Harvested rainwater will be used to supply drip irrigation to establish the site’s drought-resistant landscaping. Weathermatic controls include the Smartline system with an SLW Series On-Site Weather Station. This system will calculate real time evapotranspiration, and can be zoned to respond to different plant types, soil types, shade levels, and wind conditions.

Rainwater from the roof of the Eco Office and from part of the original office building will flow into the underground cistern via 6-inch polyvinyl chloride drain lines. Storm water runoff from the northern and eastern parts of the site will be collected in a system of swales and will percolate in through the top of the tank. A layer of filter fabric below a healthy and dense turf will prevent any sediment from entering the tank. Capturing the majority of the storm water will prevent water from running off the site. Normally this water would enter the storm sewers, burdening the municipal waste system.

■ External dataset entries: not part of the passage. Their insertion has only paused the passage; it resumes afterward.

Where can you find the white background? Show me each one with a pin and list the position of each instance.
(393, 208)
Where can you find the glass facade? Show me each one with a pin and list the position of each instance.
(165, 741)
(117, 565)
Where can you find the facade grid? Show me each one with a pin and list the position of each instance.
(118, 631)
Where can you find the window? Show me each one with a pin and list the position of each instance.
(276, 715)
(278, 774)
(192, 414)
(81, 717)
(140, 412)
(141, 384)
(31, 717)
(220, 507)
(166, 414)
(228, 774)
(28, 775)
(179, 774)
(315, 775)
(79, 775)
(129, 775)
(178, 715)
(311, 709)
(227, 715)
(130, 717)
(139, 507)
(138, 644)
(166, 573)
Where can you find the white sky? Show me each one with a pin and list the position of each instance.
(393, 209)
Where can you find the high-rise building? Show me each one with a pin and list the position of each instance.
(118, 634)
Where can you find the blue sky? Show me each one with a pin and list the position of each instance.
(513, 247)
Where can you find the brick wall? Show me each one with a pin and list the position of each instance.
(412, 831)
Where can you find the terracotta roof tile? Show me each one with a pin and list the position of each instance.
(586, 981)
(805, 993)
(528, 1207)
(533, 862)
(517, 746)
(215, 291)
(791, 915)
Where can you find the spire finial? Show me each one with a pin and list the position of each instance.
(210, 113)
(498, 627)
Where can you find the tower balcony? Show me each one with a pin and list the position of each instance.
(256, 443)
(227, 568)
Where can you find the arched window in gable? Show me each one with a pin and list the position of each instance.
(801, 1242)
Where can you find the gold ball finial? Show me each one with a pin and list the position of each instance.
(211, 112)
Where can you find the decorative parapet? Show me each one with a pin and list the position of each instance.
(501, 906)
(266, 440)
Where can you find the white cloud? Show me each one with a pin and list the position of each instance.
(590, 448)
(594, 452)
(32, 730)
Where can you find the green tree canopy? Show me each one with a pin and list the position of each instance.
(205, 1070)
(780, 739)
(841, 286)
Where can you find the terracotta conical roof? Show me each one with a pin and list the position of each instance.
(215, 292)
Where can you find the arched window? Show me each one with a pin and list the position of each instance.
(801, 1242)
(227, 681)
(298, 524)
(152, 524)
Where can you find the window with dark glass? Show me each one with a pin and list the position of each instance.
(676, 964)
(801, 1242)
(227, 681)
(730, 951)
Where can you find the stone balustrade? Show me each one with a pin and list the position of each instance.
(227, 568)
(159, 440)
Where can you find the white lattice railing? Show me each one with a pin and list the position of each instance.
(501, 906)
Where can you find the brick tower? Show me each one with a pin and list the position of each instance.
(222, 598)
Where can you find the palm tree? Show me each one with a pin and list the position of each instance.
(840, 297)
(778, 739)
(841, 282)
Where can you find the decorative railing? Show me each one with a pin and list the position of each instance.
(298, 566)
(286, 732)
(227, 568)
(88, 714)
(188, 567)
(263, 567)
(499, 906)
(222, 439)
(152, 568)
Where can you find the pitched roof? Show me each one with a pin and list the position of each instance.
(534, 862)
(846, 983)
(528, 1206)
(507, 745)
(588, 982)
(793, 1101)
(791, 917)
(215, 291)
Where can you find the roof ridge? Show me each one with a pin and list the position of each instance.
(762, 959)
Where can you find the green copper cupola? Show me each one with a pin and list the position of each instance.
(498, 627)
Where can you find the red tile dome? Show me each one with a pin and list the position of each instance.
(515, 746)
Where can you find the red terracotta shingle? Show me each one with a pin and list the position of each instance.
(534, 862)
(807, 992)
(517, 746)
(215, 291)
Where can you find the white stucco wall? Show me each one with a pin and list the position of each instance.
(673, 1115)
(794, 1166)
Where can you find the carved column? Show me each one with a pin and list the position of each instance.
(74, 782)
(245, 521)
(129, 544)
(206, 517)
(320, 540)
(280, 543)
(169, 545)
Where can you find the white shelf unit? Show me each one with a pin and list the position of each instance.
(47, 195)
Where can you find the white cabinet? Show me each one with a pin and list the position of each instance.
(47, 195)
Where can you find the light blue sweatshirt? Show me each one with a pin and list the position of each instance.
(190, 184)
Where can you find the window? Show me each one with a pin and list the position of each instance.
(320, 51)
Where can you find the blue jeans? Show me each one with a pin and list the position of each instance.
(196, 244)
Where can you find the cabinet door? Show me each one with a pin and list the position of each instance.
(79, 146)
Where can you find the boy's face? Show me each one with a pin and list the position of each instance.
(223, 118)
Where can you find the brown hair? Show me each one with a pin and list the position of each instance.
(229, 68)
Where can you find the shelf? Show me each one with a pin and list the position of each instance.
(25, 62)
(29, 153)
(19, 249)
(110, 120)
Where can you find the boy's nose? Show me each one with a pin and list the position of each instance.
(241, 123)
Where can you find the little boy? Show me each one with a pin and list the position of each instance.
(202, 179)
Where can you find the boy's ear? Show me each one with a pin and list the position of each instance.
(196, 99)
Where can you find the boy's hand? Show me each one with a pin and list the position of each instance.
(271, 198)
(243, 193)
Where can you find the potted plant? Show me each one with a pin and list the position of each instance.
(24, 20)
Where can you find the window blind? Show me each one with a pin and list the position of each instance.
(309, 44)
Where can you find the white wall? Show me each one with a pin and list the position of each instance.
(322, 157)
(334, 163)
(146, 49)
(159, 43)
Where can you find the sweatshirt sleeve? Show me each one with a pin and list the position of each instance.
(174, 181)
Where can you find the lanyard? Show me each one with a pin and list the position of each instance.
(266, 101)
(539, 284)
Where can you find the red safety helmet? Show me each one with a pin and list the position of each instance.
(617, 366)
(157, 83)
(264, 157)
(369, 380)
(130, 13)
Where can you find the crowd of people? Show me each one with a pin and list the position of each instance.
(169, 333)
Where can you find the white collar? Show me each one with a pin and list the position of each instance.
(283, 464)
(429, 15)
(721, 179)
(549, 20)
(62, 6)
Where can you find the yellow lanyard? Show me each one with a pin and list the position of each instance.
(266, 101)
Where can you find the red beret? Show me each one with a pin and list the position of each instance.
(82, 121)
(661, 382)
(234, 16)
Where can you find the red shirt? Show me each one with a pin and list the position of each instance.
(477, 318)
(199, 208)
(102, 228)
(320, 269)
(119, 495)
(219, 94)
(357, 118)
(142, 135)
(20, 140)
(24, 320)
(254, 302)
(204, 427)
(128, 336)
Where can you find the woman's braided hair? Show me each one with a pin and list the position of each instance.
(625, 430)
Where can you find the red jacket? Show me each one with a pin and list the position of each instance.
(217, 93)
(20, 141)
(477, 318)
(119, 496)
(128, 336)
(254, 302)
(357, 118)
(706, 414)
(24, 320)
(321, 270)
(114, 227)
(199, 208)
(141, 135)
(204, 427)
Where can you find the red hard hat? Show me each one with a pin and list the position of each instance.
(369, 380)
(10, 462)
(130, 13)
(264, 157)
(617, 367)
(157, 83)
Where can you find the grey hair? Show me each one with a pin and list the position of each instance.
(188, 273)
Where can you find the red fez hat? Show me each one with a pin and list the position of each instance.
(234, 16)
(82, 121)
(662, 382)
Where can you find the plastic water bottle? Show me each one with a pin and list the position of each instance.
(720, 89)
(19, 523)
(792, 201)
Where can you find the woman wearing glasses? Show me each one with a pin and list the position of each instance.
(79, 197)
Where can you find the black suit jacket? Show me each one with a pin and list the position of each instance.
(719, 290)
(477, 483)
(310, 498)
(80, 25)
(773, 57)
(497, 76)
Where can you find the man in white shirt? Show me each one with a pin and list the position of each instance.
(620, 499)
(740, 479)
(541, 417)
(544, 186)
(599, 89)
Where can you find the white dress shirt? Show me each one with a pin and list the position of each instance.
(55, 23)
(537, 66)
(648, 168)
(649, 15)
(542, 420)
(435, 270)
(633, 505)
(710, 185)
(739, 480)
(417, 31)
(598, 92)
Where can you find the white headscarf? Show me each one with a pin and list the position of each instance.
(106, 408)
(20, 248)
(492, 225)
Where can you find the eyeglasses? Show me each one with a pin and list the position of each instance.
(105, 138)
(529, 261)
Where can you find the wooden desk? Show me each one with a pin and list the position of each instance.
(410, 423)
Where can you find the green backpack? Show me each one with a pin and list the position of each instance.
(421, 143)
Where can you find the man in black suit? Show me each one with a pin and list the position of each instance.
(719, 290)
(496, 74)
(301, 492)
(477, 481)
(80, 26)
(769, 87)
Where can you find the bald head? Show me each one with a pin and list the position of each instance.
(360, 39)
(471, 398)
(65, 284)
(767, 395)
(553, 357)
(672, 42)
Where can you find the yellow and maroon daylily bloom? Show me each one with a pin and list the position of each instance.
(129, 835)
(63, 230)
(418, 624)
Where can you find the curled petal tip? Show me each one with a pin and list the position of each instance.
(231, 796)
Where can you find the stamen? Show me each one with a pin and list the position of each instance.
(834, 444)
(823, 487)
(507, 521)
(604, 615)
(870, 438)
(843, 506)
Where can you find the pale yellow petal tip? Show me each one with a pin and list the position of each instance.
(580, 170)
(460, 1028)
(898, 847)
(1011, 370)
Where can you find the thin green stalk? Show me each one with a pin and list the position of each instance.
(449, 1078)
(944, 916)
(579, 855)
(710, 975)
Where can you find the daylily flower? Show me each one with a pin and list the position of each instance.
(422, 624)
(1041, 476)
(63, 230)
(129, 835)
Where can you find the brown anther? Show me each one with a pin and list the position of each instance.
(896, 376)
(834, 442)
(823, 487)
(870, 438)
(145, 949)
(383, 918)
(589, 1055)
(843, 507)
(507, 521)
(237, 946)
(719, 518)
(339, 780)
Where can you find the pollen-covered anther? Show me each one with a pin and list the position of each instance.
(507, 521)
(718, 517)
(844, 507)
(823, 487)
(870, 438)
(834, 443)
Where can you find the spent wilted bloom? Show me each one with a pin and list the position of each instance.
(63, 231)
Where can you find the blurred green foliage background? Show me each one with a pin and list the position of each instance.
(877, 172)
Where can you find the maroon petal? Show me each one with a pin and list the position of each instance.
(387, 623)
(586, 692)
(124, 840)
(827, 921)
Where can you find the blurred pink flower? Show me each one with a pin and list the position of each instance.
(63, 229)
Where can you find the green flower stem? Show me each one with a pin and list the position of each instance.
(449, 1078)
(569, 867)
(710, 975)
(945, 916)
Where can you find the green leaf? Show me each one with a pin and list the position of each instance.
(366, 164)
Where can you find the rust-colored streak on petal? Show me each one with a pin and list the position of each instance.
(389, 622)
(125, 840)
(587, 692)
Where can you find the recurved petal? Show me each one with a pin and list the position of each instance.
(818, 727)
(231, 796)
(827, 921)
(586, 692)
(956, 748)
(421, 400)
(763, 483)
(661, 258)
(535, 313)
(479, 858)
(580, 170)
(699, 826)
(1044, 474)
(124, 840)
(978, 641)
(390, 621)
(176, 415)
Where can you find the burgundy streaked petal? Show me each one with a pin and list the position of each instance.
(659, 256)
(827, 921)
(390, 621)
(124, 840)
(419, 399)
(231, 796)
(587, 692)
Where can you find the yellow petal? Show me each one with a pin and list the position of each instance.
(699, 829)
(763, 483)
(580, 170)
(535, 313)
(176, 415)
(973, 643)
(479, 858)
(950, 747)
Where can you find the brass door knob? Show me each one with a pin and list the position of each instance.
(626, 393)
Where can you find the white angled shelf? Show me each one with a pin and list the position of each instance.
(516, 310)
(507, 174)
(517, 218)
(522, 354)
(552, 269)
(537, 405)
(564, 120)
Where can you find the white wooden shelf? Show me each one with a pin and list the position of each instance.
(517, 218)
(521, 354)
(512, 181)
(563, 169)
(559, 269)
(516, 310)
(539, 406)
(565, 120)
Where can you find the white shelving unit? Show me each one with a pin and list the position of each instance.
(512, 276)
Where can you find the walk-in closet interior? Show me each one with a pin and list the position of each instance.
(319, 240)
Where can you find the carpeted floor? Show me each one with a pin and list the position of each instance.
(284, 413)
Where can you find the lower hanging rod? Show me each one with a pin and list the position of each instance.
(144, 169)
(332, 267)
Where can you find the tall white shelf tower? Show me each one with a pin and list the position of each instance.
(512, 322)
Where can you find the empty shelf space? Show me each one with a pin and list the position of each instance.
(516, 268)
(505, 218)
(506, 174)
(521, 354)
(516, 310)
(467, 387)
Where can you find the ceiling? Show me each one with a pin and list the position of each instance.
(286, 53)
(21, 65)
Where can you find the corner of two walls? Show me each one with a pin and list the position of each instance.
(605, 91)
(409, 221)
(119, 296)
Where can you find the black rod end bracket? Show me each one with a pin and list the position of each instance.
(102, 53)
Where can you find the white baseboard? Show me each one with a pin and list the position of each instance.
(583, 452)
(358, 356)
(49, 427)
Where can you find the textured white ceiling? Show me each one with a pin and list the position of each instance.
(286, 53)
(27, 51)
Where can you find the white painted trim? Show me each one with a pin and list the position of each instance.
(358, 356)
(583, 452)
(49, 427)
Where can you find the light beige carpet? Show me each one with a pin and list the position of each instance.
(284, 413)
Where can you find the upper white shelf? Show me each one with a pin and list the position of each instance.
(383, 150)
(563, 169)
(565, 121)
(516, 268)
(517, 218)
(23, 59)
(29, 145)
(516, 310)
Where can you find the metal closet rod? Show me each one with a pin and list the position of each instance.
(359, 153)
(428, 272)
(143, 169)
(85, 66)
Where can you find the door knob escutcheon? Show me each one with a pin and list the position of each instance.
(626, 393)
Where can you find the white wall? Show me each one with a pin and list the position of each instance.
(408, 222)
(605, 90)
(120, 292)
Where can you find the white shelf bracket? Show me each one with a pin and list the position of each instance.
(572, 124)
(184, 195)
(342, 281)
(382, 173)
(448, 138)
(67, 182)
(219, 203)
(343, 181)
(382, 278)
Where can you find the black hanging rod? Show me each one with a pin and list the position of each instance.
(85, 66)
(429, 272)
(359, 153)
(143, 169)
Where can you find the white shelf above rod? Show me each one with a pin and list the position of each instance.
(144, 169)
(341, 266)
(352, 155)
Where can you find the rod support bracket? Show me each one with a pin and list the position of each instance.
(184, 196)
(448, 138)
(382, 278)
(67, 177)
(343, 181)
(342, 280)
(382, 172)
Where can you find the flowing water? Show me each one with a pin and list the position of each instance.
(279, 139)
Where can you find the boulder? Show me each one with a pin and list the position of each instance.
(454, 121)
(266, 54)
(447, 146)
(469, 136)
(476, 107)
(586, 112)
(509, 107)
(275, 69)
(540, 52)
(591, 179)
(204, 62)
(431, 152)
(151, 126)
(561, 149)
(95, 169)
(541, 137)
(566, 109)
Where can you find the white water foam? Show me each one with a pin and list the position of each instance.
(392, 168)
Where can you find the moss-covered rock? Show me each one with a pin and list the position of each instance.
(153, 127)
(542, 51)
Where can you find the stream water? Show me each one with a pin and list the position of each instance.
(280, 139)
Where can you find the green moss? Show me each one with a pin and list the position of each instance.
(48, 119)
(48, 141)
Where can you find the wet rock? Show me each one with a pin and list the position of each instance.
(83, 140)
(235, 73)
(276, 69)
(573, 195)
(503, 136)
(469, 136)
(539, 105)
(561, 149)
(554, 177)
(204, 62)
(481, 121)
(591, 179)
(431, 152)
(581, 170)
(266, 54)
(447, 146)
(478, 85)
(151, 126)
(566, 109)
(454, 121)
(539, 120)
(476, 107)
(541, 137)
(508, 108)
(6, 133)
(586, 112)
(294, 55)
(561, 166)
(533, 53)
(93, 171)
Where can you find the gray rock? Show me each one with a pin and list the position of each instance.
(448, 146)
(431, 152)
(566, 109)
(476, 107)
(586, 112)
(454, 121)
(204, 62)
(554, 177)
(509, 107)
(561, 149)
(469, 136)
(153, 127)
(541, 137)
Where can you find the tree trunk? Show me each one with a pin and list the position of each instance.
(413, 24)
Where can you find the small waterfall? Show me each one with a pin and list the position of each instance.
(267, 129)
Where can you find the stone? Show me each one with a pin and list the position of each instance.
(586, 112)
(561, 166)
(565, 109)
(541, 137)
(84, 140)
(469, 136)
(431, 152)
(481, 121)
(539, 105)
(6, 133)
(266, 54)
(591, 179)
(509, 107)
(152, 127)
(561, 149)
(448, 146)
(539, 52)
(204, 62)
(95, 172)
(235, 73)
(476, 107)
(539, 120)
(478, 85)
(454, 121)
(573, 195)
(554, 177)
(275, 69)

Part of the Eco Office roof will be a green roof, which means that it will be covered with a waterproof membrane, a layer of a growing medium, and plants. The green roof will capture and filter rainwater, provide insulation, and reduce the heat island effect. Water filtered through the green roof will be monitored for water quality, just to see if it meets the standard for potable water without requiring sterilization. All water from the roof will be captured in the cistern system.

True to Southface’s mission of research and education, water use at every fixture in the Eco Office will be monitored by a Lucid Design Group building monitoring system known as the Building Dashboard. Anyone can access water and energy consumption data for the building online, using this system. Both real-time and cumulative data will be available.
Southface is applying for the U.S. Green Building Council’s LEED-NC Platinum certification for the Eco Office. Southface expects to receive high points in the water efficiency and rainwater reclamation categories. With this building, Southface is also setting a new standard in water conservation for the Atlanta community. The purchase and use of potable water on campus will decrease by approximately 80%, a tangible savings, which should return the investment in the water-efficient fixtures and water-harvesting products within seven years. The intangible benefits of these water savings are manifold. Atlanta’s limited water supply will not be heavily taxed by this development. The Atlanta sewer system, already overburdened, will no longer have to handle storm water from the site. The Southface Eco Office demonstrates successful water-conserving and water-harvesting strategies that should lead residential and commercial development toward a more sustainable future.

Sydney G. Roberts is a project manager at Southface. She manages the Building America and Home Performance with Energy Star programs and provides training to builders and contractors. Paul Morgan is the founding principal of the RainHarvest Company, which is based in Snelville, Georgia.